Another reasonable optimization, namely sending chunks of the batch in parallel, could be carried out similarly: In this case, adapt would not only operate on the slice, but return a Plan consisting of different stages, each containing multiple chunks (extremes: each stage consisting of one one-element batch = sequential querying as we do it now; one stage of N batches (to different ranges) = completely parallel). Non-transactions would go completely parallel, transactions are a bit more involved (going parallel might lay down a lot of intents and do a lot of work for nothing) but will always have a last stage with the chunk containing EndTransaction.

Since in many tests, TxnCoordSender has to talk to a LocalSender instead of a DistSender, we may want to stick to the client.Sender interface though and keep the signature Send(roachpb.Call).

Transaction restarts/updates

Updating the transaction record on certain errors is currently a duty of TxnCoordSender, but will have to be carried out by Store. Thus, (*TxnCoordSender).updateResponseTxn() needs to move and is called in (*Store).ExecuteCmd() instead.

Placeholders and Multi-Range requests

Some result types (notably Scan) implement a Combinable interface which is used to glue together the subranges of the result contained on different Ranges.
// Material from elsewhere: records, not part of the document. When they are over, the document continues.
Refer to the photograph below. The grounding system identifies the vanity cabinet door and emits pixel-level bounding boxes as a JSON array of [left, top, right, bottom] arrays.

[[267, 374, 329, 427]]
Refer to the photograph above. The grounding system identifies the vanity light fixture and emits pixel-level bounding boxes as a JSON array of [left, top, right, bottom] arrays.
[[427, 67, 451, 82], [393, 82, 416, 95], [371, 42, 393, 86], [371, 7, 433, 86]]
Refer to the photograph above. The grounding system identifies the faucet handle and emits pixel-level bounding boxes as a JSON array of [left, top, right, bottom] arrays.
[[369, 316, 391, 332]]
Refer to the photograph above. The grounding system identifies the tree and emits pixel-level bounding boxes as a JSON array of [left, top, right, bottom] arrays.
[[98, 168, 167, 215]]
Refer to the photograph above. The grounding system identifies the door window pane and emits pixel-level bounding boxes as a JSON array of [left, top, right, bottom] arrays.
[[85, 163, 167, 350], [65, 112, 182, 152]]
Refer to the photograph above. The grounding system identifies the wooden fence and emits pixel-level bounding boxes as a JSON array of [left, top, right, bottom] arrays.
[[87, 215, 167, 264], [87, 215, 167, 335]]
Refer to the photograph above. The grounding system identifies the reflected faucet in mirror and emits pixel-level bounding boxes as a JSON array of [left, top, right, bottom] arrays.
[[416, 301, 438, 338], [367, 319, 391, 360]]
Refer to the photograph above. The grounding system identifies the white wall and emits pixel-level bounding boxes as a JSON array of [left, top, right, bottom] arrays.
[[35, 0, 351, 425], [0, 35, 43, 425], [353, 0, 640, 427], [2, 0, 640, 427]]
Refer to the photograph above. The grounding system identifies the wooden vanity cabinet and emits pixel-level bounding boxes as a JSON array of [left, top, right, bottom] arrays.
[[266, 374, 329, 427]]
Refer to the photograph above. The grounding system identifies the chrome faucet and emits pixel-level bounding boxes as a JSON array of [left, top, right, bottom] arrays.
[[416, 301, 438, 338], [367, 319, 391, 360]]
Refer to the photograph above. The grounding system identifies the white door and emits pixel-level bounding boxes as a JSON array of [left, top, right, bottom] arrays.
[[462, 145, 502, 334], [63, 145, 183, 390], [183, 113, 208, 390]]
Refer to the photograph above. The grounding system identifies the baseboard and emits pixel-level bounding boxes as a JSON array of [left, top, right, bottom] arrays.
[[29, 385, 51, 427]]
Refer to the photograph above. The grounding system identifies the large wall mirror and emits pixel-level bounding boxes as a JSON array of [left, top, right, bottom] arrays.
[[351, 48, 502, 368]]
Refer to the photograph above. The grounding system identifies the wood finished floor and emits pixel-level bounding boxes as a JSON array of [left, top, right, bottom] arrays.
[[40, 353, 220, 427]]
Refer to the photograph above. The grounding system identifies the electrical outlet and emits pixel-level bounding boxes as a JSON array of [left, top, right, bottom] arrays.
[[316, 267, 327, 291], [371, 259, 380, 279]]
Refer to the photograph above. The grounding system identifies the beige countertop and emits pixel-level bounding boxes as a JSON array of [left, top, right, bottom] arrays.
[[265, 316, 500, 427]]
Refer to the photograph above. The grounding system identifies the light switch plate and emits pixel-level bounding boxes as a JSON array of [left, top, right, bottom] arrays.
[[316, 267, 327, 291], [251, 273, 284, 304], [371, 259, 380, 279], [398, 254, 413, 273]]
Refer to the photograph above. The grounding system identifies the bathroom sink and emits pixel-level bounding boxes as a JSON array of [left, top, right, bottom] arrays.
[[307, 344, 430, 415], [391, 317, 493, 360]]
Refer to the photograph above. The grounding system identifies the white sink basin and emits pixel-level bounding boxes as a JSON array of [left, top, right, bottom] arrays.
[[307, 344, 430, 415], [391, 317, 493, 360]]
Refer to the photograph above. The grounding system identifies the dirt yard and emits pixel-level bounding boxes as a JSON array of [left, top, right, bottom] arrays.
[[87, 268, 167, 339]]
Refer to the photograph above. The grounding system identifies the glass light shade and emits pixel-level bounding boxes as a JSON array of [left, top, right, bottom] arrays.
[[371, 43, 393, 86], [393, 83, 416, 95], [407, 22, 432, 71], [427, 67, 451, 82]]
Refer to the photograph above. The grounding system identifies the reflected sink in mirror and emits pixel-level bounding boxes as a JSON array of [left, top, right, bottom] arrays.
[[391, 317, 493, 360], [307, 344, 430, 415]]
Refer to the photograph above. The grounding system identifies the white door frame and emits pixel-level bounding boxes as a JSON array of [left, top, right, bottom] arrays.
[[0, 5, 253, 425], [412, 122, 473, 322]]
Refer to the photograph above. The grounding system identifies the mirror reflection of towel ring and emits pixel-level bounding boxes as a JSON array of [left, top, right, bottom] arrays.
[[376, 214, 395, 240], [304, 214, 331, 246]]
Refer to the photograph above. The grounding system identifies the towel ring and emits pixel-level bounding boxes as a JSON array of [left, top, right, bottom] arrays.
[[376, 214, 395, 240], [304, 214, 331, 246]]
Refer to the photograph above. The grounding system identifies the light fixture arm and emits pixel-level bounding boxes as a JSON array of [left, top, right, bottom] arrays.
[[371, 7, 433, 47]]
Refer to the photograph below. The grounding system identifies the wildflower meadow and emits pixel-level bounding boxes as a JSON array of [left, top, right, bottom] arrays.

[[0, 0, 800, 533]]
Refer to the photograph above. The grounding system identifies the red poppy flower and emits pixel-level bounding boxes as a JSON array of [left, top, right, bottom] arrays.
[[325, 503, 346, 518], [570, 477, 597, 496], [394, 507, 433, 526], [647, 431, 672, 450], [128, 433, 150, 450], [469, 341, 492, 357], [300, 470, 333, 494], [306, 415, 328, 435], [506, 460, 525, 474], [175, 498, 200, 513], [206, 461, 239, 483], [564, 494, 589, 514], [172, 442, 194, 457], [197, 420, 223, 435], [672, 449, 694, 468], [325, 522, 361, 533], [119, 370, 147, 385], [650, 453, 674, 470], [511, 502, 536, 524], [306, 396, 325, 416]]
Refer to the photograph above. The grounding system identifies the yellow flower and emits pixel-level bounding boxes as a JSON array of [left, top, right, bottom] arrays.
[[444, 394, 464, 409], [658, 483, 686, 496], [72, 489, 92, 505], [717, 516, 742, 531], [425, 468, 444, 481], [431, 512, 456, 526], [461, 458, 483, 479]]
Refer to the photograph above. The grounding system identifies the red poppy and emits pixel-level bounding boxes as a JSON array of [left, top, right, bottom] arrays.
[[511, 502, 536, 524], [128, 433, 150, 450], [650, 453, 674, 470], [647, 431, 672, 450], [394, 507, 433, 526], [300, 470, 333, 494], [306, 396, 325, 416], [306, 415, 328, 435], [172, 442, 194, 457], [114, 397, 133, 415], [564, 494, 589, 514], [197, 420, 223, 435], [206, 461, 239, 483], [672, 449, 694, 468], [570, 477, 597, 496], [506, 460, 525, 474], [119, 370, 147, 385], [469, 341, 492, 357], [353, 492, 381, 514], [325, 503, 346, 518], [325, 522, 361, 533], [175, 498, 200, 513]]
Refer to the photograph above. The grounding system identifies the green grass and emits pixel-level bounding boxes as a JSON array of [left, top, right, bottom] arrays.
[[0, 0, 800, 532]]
Combining those is easiest if the index of request in a Batch is equal across all chunks. For any index with at least two non-placeholders requests, these requests must implement Combinable. Similar considerations hold for truncation, which is more complicated: once over limit, all future chunks of the batch should turn that request into a placeholder to avoid querying unnecessary further data.

Therefore, when we split a batch, each new batch has the same size as the original batch, interspersed with placeholder values (nil?) as necessary. Each request has the same index in the new batch as it had in the original batch. Most indexes will have a non-nil value in exactly one batch, but a request that spans multiple ranges will be represented in more than one.

Batch and Transaction wrapping

When a request arrives which is not a batch, wrap it in one appropriately. This should be close to where maybeBeginTxn is today. OpRequiresTxnError should be handled nearby, creating the transaction and retrying in-place.

Store/Replica

As discussed under Unresolved Questions, in an ideal world we would propose batches to Raft. Since that is complex, the scope here is less ambitious:

The main retry loop in (*Store).ExecuteCmd() gets an additional outer loop which expands the Batch and deals with each request separately, aborting on the first unhandled error.

This means that Replica will be blissfully unaware of this RFC.

Tracing

Tracing will need an update, but mostly content-wise. It prints the request type in various locations, and those will all be Batch after this change.

Drawbacks

slight overhead for non-batch calls. It's not expected that there be many of those though.

Alternatives

different interfaces between TxnCoordSender and DistSender are possible. One could even argue that the order of DistSender and TxnCoordSender might be the wrong way around.

Unresolved questions

Replica/Raft batches

A large reduction in network-related delay results if the replica proposes the BatchRequests into Raft without prior expansion for performance. This is worthy of another RFC but here are some basic details.

It is going to require considerable refactoring around the command queue, and timestamp and response caches which currently serialize those requests in add{Read,Write}Cmd, including making sure requests in the same batch have the same rules applied to them.

Applying such a batch would entail looping through its individual requests and executing them in the same batch, stopping on the first error encountered, if any. Such an error discards the engine.Batch as usual, but #1989 applies.

Further optimizations to this are possible: conflict resolution using this approach could be inefficient: The first such conflict will have the whole batch retry. It could be a good optimization to execute all commands unless "critical" errors pop up (a WriteIntentError not being one of them).